Alcohol and tobacco is a reinforcer that is created through the association of peer approval, anxiety reduction, and other reinforcers. The differences in people cause humans to react differently to reinforcers. A primary reinforcer can be natural or created. Natural reinforcers occur through natural interaction with the environment. They occur as we smell, hear, see, touch, and taste. They require interaction with nature. Social and tangible reinforcers are secondary reinforcers that are purposely paired with certain behaviors to improve performance of some kind.
Social or tangible reinforcers are necessary when the natural reinforcers do not produce the behavior we need. A social reinforcer can be defined as any consequence, verbal, or symptom provided by one person to another that increases the frequency of the others person’s behavior. An example of a social reinforcer is a trophy. Tangible reinforcers should never be presented without some accompanying social reinforcer. Three examples of tangle reinforcers are food, gift certificates, and clothes.
When the behavior has been increased by reinforcement, failure to get reinforcement, over time, causes the behavior to return to its previously unreinforced level. This phenomenon is referred to as extinction. An example of extinction occurs when a person puts money in a vending machine and the machine does not dispense the item. If the person tries again eventually the person will learn that the machine will not dispense the desired item.
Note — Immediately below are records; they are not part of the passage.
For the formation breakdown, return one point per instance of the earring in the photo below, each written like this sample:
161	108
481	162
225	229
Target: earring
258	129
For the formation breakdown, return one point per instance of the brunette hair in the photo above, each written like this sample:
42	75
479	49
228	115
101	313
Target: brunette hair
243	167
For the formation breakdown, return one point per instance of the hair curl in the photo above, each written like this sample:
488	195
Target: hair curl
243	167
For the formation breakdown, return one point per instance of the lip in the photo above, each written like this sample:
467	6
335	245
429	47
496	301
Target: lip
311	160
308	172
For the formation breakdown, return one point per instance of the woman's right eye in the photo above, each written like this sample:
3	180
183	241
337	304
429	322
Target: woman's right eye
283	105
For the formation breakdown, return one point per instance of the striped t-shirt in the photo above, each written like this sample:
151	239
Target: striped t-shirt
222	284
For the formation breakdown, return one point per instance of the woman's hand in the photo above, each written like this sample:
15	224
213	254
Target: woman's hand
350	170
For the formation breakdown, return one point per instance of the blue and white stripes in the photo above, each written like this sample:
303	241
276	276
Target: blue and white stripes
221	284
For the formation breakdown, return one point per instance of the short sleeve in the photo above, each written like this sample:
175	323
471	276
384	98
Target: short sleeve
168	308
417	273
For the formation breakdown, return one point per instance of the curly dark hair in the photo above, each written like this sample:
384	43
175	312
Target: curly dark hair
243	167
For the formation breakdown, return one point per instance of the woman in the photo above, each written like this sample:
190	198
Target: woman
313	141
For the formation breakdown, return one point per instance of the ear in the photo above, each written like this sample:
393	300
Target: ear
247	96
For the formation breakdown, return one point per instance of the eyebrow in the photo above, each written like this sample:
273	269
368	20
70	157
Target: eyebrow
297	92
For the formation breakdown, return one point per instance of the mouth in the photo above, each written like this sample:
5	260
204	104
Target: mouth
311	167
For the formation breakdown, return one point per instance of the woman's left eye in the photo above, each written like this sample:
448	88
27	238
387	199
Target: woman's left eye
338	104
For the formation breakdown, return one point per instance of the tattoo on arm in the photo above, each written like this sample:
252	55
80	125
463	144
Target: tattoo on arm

Ignoring the behavior is an effective method of decreasing the behavior.
A frequent problem in many workplaces is that productive behavior is ignored. The managers spend their time-solving problems caused by their bad employees and forget to provide positive reinforcement to their good workers. Extinction occurs even if the managers do not plan for it. When new procedures are implanted the workers need to forget the old methods. No one is ready for change when they are getting adequate reinforcement for what they are already doing. A characteristic of extinction is that reinforcement is withdrawn from previously reinforced behavior; the behavior will often increase in frequency.
Three additional characteristics of extinction are emotional behavior, habit breakdown, and resurgence. Resurgence describes a phenomenon where behavior that has, undergone extinction will, after a period of not occurring, start again out of the blue. Extinction occurs when an employee's working environment is abruptly changed. Downsizing is an example of this phenomenon. Some behaviors take longer to extinguish than others. Extinction relates to the number of reinforced responses.